The fact that the SVD algorithm is backwards-stable is still somehow surprising to me, despite being very familiar with the proof. Very few algorithms that produce more data than they take as input have this property.
In the case of matrices with real coefficients, these matrices constitute the famous ortogonal group. The ortogonal group is a Lie group of dimension n*(n-1)/2. A table of Lie groups with their dimensions is here https://en.wikipedia.org/wiki/Table_of_Lie_groups
Every Lie group has an associated vector space with the same dimension, so many question about Lie groups can be addressed by studying the associate vector space.
To suggest an application of Lie groups and their associated vector spaces, in machine learning one can reduce the number of parameters when a group act over a space (rotations and the like), so you obtain new features to train your machine in a more efficient way.
In 2 and 3 dimensions the answer is exactly the amount of positions below the main diagonal.

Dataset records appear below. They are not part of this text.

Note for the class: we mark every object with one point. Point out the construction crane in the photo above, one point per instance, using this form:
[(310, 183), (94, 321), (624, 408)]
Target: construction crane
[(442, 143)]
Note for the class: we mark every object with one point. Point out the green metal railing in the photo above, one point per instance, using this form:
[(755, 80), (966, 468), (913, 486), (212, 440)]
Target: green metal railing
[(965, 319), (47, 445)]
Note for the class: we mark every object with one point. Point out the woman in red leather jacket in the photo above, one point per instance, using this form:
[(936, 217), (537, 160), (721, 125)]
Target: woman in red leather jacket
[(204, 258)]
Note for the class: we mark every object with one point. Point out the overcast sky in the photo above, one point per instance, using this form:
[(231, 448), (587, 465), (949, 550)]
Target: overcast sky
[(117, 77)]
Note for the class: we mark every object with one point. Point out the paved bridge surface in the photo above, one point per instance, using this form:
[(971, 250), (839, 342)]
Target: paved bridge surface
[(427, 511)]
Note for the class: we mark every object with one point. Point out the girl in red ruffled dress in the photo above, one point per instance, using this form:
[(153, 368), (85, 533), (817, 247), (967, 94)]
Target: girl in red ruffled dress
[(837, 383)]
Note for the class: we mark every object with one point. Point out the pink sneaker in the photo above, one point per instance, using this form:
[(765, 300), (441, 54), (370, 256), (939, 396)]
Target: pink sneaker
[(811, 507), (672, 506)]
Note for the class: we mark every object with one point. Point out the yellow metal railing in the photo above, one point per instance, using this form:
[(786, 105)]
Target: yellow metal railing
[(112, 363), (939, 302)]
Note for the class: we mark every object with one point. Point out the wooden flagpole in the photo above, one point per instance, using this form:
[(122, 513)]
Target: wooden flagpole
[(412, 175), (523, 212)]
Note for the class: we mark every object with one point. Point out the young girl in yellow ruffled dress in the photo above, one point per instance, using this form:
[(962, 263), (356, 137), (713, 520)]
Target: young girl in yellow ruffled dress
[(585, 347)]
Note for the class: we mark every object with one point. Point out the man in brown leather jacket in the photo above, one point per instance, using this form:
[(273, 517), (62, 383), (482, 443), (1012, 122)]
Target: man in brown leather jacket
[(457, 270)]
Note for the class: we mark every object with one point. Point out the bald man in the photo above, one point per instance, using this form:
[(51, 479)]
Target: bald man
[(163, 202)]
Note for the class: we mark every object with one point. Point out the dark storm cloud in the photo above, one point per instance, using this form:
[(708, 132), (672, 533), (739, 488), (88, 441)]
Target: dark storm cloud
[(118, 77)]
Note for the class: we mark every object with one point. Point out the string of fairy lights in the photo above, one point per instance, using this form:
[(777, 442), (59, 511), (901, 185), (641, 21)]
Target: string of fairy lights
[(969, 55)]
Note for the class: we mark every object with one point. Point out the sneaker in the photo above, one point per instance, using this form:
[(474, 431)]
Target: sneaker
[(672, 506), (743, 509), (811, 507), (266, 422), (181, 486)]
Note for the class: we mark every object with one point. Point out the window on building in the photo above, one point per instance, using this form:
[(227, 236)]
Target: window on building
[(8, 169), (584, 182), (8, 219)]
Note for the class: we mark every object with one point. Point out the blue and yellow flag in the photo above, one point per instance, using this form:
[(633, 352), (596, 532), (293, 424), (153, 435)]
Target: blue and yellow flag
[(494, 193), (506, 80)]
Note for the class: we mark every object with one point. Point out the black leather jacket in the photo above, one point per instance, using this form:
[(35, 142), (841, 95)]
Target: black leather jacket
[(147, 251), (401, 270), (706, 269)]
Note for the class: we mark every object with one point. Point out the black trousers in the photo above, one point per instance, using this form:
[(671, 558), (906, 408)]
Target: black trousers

So in a SVD decomposition, the degrees-of-freedom actually add up nicely, i.o.w. there is no loss/creation of information. I'm guessing it generalizes to higher dimensions.

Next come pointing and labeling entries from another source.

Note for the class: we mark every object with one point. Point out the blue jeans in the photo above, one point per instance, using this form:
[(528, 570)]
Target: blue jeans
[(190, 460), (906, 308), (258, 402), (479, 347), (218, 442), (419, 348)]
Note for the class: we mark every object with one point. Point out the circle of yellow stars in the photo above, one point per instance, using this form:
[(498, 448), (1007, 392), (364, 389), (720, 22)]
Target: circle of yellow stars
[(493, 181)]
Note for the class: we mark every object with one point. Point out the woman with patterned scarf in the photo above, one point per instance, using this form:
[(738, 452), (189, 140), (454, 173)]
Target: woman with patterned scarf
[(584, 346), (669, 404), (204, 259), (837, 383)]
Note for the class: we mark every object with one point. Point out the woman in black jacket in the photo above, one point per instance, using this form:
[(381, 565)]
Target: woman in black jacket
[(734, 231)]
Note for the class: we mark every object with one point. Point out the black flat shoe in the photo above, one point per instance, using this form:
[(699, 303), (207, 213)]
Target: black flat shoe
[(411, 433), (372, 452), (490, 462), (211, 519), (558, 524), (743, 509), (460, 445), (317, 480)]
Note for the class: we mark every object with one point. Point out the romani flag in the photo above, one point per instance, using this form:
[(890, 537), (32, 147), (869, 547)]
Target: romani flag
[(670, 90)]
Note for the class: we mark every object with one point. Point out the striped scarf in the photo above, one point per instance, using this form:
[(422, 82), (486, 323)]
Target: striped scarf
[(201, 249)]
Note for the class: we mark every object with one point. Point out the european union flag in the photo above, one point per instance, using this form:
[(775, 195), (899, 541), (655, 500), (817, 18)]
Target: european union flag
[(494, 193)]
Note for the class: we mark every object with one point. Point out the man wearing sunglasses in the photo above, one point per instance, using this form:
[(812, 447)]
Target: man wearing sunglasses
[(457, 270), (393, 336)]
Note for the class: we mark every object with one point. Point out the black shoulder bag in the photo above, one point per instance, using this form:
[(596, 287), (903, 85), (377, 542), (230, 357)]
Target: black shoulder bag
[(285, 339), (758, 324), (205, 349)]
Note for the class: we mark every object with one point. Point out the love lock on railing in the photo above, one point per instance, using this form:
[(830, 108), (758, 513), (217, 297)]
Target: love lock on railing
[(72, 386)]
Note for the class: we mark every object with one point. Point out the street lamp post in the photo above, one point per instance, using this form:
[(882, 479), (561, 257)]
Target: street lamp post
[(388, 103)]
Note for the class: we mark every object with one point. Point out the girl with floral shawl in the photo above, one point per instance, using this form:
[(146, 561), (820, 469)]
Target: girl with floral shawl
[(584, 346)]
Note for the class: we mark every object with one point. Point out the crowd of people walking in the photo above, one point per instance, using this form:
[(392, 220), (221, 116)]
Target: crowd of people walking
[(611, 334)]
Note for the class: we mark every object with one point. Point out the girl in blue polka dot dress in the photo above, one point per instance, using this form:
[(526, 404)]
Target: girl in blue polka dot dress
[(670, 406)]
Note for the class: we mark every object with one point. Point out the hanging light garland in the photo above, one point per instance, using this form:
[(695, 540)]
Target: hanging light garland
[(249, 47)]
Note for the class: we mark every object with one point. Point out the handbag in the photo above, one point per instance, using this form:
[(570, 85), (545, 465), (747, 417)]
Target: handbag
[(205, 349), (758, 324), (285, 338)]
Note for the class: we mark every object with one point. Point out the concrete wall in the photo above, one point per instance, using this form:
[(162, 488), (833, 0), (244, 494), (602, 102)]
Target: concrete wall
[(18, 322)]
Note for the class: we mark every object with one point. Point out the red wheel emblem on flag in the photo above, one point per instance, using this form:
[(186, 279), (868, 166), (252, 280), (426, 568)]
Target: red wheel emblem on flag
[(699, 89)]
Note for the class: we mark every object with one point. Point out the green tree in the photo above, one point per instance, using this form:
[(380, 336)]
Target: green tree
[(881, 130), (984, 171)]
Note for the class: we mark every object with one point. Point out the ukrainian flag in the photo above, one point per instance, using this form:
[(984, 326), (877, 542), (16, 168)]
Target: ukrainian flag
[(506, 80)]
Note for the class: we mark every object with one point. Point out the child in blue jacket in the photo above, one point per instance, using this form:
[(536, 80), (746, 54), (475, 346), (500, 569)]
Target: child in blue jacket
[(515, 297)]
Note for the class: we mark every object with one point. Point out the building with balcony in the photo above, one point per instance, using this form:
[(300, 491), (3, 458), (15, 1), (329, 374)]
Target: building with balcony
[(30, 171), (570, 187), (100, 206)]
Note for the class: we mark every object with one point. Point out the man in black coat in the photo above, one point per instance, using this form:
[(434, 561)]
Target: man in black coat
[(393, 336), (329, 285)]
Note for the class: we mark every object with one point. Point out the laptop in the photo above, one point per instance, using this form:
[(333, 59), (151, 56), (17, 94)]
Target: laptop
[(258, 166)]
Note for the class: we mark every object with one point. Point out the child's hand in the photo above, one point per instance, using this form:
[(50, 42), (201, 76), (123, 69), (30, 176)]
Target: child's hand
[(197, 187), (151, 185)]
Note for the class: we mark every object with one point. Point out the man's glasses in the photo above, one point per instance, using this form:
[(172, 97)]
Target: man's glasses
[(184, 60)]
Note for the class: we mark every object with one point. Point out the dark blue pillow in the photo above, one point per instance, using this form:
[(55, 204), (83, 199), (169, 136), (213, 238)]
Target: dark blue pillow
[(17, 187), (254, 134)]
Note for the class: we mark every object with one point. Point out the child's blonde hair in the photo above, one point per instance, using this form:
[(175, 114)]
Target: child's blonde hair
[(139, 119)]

It's true that a 2D discrete FFT can also be used to produce an orthogonal expansion of an input matrix, but a truncated reconstruction using it (like a band-pass filtering) won't have the rank properties (e.g. optimal low-rank approximation) of a truncated SVD-based approximation.

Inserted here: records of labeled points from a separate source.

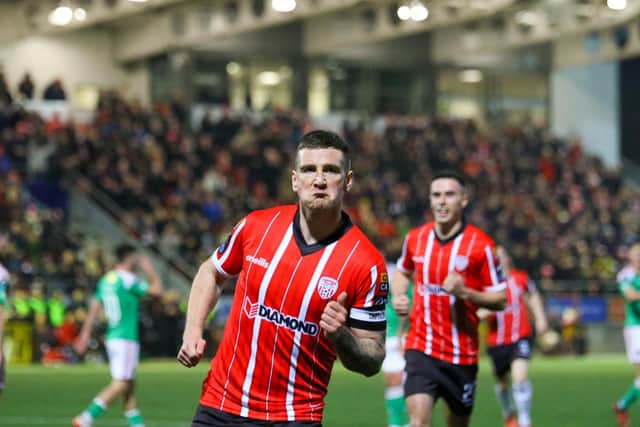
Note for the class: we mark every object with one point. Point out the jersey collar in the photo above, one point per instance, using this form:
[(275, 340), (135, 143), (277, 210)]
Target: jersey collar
[(459, 232)]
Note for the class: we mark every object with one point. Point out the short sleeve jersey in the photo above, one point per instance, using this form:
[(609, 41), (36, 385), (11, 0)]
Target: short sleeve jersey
[(442, 326), (629, 278), (274, 361), (119, 292), (512, 324)]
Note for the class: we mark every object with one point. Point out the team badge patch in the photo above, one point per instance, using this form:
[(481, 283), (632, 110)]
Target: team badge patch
[(461, 262), (327, 287)]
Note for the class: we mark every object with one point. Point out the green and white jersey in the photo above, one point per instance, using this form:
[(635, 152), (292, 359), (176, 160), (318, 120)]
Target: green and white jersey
[(627, 278), (119, 291)]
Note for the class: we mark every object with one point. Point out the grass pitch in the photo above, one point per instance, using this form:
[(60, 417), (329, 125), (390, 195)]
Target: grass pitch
[(568, 392)]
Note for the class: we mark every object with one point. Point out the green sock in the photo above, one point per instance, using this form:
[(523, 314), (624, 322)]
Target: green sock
[(134, 418), (396, 408), (629, 397), (96, 408)]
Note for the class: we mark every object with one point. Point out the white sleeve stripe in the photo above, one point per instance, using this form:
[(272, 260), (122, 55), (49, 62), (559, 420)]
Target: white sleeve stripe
[(403, 254), (367, 315), (232, 241), (402, 269), (496, 288), (492, 266), (218, 266)]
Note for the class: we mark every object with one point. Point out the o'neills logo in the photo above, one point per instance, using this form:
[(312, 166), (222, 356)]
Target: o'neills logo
[(274, 316), (258, 261)]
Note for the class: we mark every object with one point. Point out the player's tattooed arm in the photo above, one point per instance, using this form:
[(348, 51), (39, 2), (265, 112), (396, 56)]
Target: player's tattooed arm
[(359, 350)]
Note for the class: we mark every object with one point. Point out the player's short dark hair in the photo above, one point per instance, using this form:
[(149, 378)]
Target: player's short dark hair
[(124, 250), (449, 173), (326, 139)]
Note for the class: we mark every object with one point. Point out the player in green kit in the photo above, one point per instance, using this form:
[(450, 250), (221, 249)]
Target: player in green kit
[(4, 287), (629, 283), (118, 292), (393, 365)]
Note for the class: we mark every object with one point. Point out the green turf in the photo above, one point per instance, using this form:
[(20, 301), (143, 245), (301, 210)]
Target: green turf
[(568, 392)]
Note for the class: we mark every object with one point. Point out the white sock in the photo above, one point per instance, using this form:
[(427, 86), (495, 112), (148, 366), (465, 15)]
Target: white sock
[(503, 394), (522, 393)]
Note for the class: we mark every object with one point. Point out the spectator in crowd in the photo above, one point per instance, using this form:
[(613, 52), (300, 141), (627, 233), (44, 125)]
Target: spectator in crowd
[(54, 91), (26, 87), (4, 285), (5, 94)]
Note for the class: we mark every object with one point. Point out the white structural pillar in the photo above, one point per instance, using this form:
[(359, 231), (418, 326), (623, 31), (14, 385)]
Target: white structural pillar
[(585, 103)]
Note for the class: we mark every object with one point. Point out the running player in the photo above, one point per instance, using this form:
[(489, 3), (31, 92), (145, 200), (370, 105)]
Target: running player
[(311, 287), (509, 342), (393, 366), (454, 272), (629, 284), (118, 293)]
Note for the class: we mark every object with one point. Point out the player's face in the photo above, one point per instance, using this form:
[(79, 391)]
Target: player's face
[(503, 257), (320, 178), (447, 198)]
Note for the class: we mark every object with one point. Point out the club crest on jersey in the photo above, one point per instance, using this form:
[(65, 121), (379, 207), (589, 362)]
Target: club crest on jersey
[(461, 263), (327, 287)]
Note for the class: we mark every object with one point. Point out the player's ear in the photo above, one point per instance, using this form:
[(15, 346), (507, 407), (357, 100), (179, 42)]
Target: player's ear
[(465, 198)]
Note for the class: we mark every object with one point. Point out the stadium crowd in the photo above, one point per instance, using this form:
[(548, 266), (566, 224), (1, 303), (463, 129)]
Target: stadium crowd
[(562, 213)]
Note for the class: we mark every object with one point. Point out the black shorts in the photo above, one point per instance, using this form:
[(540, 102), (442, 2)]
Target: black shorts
[(209, 417), (503, 355), (456, 384)]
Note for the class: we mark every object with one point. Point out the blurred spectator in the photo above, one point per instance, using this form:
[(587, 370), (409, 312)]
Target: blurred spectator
[(54, 91), (26, 87), (5, 94)]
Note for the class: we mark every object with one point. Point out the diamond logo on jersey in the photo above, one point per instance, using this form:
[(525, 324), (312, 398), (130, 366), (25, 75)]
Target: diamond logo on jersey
[(461, 263), (250, 308), (327, 287), (275, 316)]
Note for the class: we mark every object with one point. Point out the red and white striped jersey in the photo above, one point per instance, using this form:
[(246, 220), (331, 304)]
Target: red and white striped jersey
[(512, 324), (442, 326), (274, 362)]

They are relatable in many ways if you are interested in data filtering and analysis (viewing matrices as data structures rather than as operators in a function space). Generally the SVD is nicer to have, but the FFT is easier to compute (O(n^3) vs O(n^2 log (n)).
Another way to think about them:
An FFT will describe your data in terms of a fixed orthonormal basis: sine and cosine functions of varying frequency.
An SVD will describe your data using a basis that is also orthonormal, but is entirely based on your data.
Just a little nickpick, reading the first lines, I would prefer the author to explain the Pythagorean theorem in R^n like this (is a very simple proof)
v . v = |v|^2, and u and v are orthogonal (u . v = 0) then
|u+v|^2 = (u+v) . (u+v) = u.u + v.v = |u|^2 + |v|^2
A nice example of a projection, if v=(1,1,1,...,1) then the projection of u over v is mean(u)*v
It's one of those tools you always want to try first if you can assume a somewhat linear approximation will work.